As is changing speeds. The other day, Chapman got himself out of jam by following a 95 mph heater with a 79 mph change-up.

Rochester manager Tom Nieto got his first look at Chapman a couple Sundays ago when the Red Wings visited the Bats at Slugger Field. Nieto came up through Louisville when the Redbirds were part of the St. Louis Cardinals organization. He caught for the 1983 Louisville team that drew a million fans.

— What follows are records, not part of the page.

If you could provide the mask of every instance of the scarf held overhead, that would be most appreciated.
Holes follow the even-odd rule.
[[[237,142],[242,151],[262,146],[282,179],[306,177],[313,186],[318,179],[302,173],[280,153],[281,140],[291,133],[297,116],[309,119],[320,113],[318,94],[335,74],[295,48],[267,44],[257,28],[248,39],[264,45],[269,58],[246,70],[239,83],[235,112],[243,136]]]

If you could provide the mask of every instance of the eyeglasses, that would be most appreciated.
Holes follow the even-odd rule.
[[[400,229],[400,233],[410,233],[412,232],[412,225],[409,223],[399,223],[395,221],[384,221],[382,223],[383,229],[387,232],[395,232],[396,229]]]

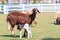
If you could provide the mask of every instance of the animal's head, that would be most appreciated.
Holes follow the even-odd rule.
[[[37,8],[34,8],[32,11],[33,13],[37,13],[37,12],[40,13],[40,11]]]

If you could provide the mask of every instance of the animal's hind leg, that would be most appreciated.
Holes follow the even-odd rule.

“I don’t know how accurate the (radar) gun is out there, but that’s an awful easy velocity he’s got,” Nieto says. “You watch him from the side, and you’re not really sure how fast he’s throwing. But as I would go out to coach third, I would sort of go by as close as I could to home plate to see him warm up. It’s so easy, but it’s coming in there pretty damn good. He’s obviously something special, that’s for sure.”

Nieto also is interested to see what Chapman has besides his fastball.

“As a young pitcher, that’s important for him,” he says. “There’s a saying that in the big leagues, the hitters can hit a rocket ship coming through there. So you have to learn to pitch and to change speeds. And it looks like he’s on his way to doing that.”

With some occasional rocky innings.

The good news is there’s no panic in Cincinnati to rush Chapman up to the major league. The Reds are loaded with good, young pitching and can take their time with Chapman, perhaps bringing him up for a look in September, after the Bats International League season ends on Labor Day.

Right now, Chapman’s next 100 mile-per-hour heater is scheduled for sometime in a Bats homestand that begins this weekend.